Alfred Jermaniš

Personal information
- Date of birth: 21 January 1967 (age 58)
- Place of birth: Koper, SFR Yugoslavia
- Height: 1.83 m (6 ft 0 in)
- Position: Midfielder

Youth career
- Koper

Senior career*
- Years: Team / Apps / (Gls)
- 1985–1989: Koper
- 1989–1992: Olimpija / 66 / (3)
- 1992: Yokohama Flügels / 0 / (0)
- 1992–1993: Koper / 12 / (2)
- 1993–1994: Mura / 18 / (1)
- 1994–1995: Rapid Vienna / 18 / (1)
- 1995–1996: Gorica / 30 / (7)
- 1996–1997: APOEL / 24 / (2)
- 1997–1998: Primorje / 17 / (3)
- 1998–1999: Korotan Prevalje / 39 / (11)
- 1999–2000: Rudar Velenje / 14 / (4)
- 2000–2004: Koper / 80 / (6)

International career
- 1992–1998: Slovenia / 29 / (1)

Managerial career
- 2003: Koper
- 2008: Bonifika
- 2012–2013: Izola
- 2021: Mačva Šabac
- 2024–2025: Adria

= Alfred Jermaniš =

Slovenian footballer (born 1967)

Alfred Jermaniš (born 21 January 1967) is a Slovenian retired footballer who played as a midfielder.

==Club career==
Jermaniš played in Slovenia, Japan, Austria and Cyprus.
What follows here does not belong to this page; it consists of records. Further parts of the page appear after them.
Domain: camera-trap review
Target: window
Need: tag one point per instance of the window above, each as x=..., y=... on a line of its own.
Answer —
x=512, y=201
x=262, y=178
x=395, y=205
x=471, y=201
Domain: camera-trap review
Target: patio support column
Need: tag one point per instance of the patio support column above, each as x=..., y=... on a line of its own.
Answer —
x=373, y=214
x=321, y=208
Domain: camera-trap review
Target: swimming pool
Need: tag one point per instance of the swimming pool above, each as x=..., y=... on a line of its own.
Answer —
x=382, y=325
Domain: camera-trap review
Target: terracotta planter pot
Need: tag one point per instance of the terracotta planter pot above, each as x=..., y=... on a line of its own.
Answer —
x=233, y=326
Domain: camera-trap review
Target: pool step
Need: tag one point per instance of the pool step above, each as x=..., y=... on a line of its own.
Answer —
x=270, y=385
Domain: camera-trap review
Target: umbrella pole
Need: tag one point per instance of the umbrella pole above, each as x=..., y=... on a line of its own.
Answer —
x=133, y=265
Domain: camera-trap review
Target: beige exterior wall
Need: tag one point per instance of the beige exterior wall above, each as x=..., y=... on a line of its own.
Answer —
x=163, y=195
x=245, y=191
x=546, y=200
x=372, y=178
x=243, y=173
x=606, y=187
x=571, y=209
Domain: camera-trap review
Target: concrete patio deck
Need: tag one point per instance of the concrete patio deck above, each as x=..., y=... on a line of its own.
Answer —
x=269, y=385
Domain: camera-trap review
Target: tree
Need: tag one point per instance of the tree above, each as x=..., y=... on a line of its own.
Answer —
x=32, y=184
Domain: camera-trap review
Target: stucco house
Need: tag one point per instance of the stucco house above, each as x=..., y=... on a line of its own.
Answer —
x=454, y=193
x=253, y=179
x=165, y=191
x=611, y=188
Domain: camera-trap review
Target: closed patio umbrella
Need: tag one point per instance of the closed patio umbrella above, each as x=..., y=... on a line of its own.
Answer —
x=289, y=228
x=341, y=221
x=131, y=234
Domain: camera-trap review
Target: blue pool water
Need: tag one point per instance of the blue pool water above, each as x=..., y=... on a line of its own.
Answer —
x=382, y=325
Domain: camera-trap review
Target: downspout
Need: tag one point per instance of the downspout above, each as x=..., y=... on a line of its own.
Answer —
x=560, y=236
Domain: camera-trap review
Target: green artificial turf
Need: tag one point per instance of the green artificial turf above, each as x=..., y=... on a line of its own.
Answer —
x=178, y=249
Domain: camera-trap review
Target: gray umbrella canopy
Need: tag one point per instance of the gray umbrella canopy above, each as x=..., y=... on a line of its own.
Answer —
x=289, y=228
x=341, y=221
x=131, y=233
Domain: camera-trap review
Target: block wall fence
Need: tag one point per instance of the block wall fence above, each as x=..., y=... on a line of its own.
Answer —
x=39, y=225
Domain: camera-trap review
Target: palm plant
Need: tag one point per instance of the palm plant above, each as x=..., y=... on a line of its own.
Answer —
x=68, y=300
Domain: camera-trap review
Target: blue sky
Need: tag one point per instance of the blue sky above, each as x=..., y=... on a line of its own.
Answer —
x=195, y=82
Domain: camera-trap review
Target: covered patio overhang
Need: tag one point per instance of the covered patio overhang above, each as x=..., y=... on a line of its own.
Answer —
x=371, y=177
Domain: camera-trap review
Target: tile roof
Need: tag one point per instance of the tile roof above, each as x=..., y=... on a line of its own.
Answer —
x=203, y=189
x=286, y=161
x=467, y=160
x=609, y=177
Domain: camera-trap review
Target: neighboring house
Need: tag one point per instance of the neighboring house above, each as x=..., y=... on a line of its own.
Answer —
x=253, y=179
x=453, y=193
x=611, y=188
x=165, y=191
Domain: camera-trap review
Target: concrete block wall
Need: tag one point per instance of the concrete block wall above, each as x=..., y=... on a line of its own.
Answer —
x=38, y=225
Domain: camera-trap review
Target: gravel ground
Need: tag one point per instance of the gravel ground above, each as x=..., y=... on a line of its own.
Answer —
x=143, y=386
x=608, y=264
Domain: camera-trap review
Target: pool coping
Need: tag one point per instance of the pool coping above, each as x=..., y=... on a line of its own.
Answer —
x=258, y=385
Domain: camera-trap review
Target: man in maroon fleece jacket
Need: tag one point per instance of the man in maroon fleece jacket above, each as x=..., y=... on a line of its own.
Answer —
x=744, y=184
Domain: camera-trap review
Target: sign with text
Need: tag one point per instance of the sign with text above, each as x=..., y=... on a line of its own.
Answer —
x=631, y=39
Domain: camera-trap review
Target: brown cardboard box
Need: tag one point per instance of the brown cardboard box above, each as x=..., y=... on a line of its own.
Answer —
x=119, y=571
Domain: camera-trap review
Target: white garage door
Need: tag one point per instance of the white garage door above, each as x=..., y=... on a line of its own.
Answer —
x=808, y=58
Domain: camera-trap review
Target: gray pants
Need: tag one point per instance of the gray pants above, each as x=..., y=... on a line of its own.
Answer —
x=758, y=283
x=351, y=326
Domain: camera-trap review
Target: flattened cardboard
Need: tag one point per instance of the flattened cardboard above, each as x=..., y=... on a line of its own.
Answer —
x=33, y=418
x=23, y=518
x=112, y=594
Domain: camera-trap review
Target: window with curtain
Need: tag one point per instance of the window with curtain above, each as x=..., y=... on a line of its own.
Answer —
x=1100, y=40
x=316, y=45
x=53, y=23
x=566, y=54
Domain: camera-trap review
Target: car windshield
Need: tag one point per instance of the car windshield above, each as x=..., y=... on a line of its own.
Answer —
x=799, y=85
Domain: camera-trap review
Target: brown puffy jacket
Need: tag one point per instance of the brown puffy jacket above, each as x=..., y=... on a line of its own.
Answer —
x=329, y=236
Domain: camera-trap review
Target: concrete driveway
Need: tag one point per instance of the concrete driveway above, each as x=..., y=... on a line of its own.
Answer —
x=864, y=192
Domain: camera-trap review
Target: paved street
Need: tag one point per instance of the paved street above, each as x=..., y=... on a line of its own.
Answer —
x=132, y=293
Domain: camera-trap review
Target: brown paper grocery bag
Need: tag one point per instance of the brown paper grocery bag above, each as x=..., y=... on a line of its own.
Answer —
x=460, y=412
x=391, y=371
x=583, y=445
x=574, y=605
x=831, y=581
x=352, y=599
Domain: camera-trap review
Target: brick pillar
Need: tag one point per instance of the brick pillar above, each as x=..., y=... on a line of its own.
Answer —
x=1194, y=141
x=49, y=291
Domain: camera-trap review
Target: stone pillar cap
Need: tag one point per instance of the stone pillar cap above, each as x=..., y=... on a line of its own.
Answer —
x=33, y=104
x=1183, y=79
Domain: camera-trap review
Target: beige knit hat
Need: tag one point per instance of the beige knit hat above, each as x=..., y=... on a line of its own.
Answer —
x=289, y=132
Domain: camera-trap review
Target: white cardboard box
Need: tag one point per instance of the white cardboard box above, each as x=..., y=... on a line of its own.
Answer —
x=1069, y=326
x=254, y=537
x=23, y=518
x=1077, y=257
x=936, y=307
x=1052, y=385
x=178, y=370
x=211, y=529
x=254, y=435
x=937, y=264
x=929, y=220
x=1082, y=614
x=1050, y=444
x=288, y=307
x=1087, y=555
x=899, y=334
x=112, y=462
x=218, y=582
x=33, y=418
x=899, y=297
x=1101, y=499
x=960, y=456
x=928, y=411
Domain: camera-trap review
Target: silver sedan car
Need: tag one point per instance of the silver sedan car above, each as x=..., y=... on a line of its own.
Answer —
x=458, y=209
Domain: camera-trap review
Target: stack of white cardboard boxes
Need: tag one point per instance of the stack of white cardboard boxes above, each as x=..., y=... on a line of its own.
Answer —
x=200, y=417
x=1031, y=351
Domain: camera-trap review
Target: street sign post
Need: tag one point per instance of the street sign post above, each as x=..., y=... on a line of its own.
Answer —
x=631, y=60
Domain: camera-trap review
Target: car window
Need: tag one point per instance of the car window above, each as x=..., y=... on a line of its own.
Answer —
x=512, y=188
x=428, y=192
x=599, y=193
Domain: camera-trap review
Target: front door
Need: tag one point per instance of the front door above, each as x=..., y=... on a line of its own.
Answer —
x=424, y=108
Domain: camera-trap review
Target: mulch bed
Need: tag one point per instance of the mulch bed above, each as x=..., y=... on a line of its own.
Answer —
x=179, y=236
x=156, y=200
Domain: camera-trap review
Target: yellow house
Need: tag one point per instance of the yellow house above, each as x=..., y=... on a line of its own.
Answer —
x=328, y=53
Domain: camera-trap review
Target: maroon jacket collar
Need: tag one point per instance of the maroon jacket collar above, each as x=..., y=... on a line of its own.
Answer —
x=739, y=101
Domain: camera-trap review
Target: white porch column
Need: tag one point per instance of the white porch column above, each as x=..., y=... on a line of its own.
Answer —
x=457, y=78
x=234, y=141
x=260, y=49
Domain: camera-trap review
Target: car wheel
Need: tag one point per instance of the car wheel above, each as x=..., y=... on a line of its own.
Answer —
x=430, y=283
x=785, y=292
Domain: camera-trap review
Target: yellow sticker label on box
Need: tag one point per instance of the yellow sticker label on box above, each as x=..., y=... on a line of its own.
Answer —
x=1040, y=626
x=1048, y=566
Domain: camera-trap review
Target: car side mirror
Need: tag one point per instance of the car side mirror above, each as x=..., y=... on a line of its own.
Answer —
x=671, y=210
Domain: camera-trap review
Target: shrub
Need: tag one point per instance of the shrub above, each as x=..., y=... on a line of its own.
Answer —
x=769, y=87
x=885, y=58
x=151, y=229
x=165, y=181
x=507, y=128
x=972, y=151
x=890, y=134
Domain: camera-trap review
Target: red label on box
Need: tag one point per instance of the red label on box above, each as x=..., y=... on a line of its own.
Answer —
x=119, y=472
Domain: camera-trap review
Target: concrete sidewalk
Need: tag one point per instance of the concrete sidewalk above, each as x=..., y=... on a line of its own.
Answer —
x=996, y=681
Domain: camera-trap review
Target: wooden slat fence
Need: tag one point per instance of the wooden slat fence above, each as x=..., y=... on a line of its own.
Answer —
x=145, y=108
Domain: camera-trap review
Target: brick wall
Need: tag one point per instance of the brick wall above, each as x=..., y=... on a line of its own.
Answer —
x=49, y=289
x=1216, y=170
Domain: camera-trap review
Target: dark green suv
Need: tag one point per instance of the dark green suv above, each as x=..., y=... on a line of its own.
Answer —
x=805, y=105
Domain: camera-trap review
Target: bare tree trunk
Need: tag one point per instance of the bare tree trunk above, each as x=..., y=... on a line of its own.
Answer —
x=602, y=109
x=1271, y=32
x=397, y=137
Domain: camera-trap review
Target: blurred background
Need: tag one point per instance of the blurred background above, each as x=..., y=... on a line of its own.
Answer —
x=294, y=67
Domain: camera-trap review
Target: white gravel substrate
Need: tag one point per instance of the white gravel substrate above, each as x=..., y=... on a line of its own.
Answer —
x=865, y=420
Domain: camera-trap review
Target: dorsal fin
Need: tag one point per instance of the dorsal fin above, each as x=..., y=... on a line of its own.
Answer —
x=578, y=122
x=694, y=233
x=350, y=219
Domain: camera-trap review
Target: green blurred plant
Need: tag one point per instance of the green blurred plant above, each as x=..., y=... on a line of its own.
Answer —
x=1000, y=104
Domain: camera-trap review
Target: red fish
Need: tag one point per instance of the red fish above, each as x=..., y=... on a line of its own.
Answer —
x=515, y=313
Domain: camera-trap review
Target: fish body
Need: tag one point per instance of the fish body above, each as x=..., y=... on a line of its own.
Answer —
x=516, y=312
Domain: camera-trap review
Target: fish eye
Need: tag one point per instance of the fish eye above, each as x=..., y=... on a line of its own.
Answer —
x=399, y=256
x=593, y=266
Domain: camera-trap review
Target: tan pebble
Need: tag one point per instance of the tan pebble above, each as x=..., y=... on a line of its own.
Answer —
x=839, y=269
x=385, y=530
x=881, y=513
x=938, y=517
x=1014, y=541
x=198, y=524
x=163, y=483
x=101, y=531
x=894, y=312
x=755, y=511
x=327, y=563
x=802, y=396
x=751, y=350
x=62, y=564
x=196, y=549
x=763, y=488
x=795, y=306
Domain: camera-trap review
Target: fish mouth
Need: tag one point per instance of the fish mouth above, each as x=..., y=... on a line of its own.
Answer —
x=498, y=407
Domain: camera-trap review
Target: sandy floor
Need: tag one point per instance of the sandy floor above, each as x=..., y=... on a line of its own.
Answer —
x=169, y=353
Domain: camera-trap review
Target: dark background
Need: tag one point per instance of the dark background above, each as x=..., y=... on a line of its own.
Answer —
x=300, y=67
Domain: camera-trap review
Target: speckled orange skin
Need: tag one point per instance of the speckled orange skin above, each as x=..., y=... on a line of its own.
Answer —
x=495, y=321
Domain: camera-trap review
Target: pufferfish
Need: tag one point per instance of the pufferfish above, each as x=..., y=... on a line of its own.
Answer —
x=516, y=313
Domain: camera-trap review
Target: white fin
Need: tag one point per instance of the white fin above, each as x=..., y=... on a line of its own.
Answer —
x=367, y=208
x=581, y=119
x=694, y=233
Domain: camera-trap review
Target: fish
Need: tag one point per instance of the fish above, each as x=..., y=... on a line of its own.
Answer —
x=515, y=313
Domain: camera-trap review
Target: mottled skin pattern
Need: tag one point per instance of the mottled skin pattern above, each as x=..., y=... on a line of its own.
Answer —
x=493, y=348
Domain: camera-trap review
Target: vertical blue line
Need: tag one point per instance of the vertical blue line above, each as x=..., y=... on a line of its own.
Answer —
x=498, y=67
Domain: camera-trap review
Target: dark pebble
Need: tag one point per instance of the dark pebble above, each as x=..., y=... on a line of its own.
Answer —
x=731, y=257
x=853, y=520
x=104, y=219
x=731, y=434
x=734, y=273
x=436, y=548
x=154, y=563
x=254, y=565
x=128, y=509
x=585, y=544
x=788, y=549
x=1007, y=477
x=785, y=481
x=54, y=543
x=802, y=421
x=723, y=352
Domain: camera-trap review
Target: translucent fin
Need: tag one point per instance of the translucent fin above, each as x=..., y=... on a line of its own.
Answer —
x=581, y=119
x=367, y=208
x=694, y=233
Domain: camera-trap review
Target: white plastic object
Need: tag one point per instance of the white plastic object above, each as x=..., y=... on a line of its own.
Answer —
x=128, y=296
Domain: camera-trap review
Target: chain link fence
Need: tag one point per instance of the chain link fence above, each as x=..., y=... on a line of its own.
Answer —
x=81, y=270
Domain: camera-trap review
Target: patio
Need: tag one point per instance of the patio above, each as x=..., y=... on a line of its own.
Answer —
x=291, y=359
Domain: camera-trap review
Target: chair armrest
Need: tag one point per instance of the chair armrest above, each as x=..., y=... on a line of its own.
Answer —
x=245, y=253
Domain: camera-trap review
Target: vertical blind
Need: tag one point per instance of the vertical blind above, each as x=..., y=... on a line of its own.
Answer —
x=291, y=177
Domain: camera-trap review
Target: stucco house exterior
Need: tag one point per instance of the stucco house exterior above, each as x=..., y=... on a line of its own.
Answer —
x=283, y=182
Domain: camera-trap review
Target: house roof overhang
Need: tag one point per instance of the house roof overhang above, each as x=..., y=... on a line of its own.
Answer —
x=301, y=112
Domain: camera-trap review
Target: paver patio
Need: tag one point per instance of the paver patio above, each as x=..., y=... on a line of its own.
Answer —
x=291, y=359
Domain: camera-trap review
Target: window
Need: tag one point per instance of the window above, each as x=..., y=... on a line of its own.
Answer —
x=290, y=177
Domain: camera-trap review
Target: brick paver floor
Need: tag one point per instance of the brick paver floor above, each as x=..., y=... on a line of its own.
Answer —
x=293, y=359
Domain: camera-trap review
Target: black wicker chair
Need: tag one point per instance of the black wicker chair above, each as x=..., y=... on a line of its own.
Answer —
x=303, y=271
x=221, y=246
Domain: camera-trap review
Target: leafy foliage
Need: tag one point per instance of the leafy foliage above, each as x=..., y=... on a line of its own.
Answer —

He won the Slovenian PrvaLiga title in 1991–92 with Olimpija and in 1995–96 with Gorica.

==International career==
Jermaniš made his debut for Slovenia in the country's first-ever official match against Estonia on 3 June 1992 and earned a total of 29 caps, scoring 1 goal. His final international was an April 1998 friendly match against the Czech Republic.